Blood test, sodium
Facility: Community Memorial Healthcare, Inc.
Billing Code: 84295 (CPT)
- CPT Billing Code: 84295
- Insurance Median: $17
- Cash Discount Price: $29
- vs. Medicare Baseline: 3.53x Medicare
Average discount available for prompt cash payment at this facility.
Median negotiated contract rate across all mapped commercial carriers.
Standard federal government reimbursement rate for this code.
Visual Cost Comparison vs. Medicare
Understanding this gauge: We use the federal Medicare rate of $4.81 as the cost baseline. Rates below the baseline represent excellent value. In-network commercial rates commonly hover around 150% - 250% of Medicare, while rates exceeding 300% are elevated. Hover over the green and blue markers to view detailed calculations.
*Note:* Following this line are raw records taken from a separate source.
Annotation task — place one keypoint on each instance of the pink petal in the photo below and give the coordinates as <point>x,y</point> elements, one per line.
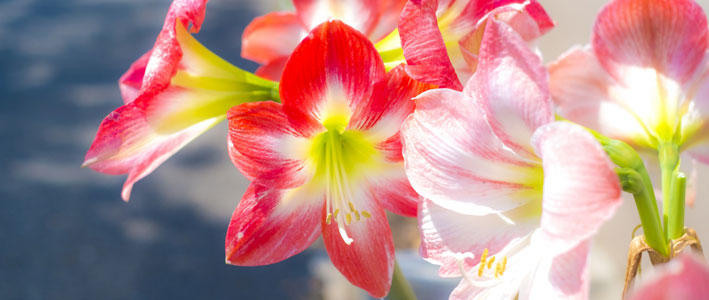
<point>513,87</point>
<point>368,261</point>
<point>562,276</point>
<point>685,277</point>
<point>452,240</point>
<point>131,80</point>
<point>581,188</point>
<point>453,157</point>
<point>261,145</point>
<point>127,143</point>
<point>582,89</point>
<point>425,51</point>
<point>389,105</point>
<point>669,36</point>
<point>334,66</point>
<point>272,37</point>
<point>362,15</point>
<point>270,225</point>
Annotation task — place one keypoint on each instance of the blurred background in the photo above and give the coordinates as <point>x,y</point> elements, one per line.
<point>66,234</point>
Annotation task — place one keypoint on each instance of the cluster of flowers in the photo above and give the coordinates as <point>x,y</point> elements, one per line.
<point>440,110</point>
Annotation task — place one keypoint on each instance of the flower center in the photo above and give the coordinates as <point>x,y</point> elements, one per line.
<point>340,158</point>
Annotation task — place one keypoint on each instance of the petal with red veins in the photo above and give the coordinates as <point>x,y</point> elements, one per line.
<point>669,36</point>
<point>390,104</point>
<point>271,37</point>
<point>582,89</point>
<point>425,51</point>
<point>562,276</point>
<point>270,225</point>
<point>512,85</point>
<point>131,80</point>
<point>454,240</point>
<point>453,157</point>
<point>329,74</point>
<point>262,145</point>
<point>368,261</point>
<point>685,277</point>
<point>362,15</point>
<point>581,188</point>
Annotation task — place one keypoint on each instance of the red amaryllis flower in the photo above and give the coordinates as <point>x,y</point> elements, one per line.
<point>171,95</point>
<point>271,38</point>
<point>328,160</point>
<point>441,39</point>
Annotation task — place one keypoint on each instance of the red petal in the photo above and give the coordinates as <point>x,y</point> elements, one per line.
<point>423,45</point>
<point>132,79</point>
<point>581,189</point>
<point>127,143</point>
<point>270,225</point>
<point>669,36</point>
<point>389,105</point>
<point>259,138</point>
<point>272,37</point>
<point>368,262</point>
<point>334,65</point>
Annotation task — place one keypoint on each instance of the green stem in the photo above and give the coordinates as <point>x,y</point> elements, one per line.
<point>675,227</point>
<point>669,157</point>
<point>400,287</point>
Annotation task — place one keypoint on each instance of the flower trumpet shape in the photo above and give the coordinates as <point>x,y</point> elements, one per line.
<point>684,277</point>
<point>644,79</point>
<point>172,94</point>
<point>271,38</point>
<point>441,39</point>
<point>327,160</point>
<point>512,198</point>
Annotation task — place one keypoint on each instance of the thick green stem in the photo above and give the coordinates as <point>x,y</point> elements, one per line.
<point>675,227</point>
<point>400,287</point>
<point>668,156</point>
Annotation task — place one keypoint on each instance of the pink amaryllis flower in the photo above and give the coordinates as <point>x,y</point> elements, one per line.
<point>271,38</point>
<point>441,39</point>
<point>644,79</point>
<point>513,197</point>
<point>172,94</point>
<point>684,277</point>
<point>326,161</point>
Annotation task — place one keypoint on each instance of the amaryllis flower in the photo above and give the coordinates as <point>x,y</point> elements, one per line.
<point>172,94</point>
<point>271,38</point>
<point>328,160</point>
<point>684,277</point>
<point>513,198</point>
<point>441,39</point>
<point>644,79</point>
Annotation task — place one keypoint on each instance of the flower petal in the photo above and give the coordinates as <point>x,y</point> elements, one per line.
<point>669,36</point>
<point>582,90</point>
<point>329,74</point>
<point>131,80</point>
<point>368,261</point>
<point>425,51</point>
<point>562,276</point>
<point>271,37</point>
<point>127,143</point>
<point>513,87</point>
<point>581,188</point>
<point>453,157</point>
<point>390,104</point>
<point>685,277</point>
<point>456,241</point>
<point>270,225</point>
<point>263,146</point>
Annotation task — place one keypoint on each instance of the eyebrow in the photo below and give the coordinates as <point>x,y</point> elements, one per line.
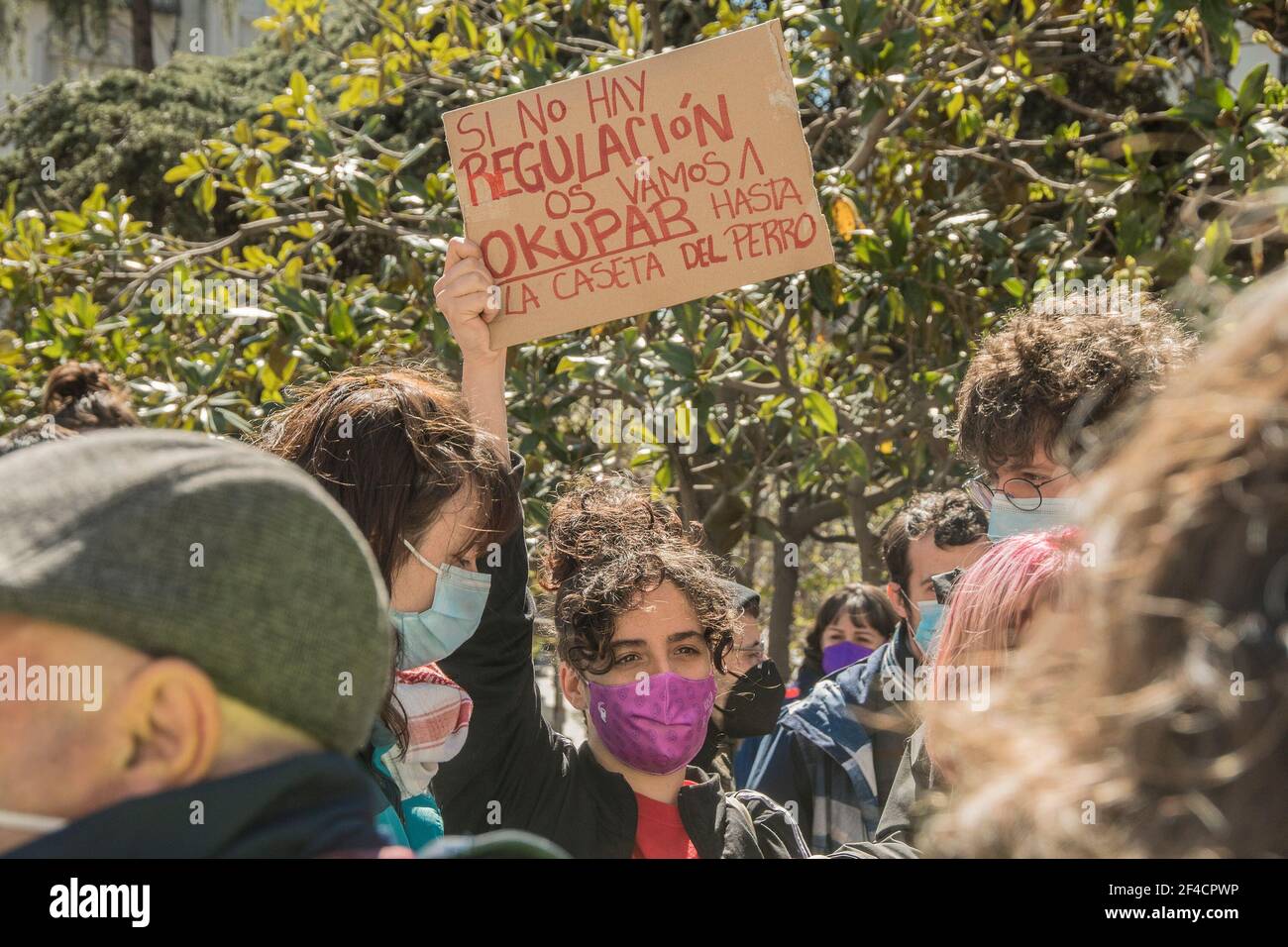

Elevated Commercial Rate Alert (Value-Gap)
The negotiated rate at this facility is 353% of the Medicare baseline (a markup of 253%). Patients with high-deductible plans or out-of-network benefits may face excessive out-of-pocket costs.
Out-of-Pocket Cost Estimator
Estimate whether it is more economical to use your insurance or pay the upfront self-pay cash rate.
Commercial Insurance Negotiated Rates
Negotiated contract ranges established by major commercial carriers at this facility.
| Carrier / Plan Group | Contract Rate Range | vs. Medicare Reference |
|---|---|---|
| Blue Cross Blue Shield | $10 | 208% |
| Aetna | $13 - $24 | 270% |
| UnitedHealthcare | $16 - $18 | 333% |
Consumer Guidance & Cost Commentary
For this blood test for sodium at Community Memorial Healthcare, Inc. in Marysville, KS, the cash price is $29.00, which matches the facility's median negotiated rate of $17.00 and the median paid amount of $17.00. While the facility is a Critical Access Hospital with a voluntary non-profit ownership structure, patients should be aware that cash payments can sometimes be more cost-effective than using insurance if their plan's negotiated rate exceeds the cash price. Given that the facility's cash rate is identical to its negotiated rate, there is no immediate financial advantage to paying out-of-pocket for this specific service, but it is always advisable to confirm self-pay or prompt-pay discounts directly with the hospital before scheduling to ensure you are receiving the lowest possible price.
The Medicare benchmark for this service is $4.81, which serves as a baseline for evaluating the facility's pricing markup. Although the data does not provide specific state or county average comparisons for this code, the significant difference between the Medicare rate and the commercial rates highlights the typical administrative and contractual structures that influence pricing. If you encounter a balance bill from an out-of-network provider, such as for ancillary lab services, the No Surprises Act generally protects you from paying the difference between the provider's full charge and your insurance allowed amount for emergency or non-emergency care at an in-network facility. To avoid unexpected costs, always request an itemized bill to verify that all charges are accurate and that no unbundled codes or services not rendered have been included.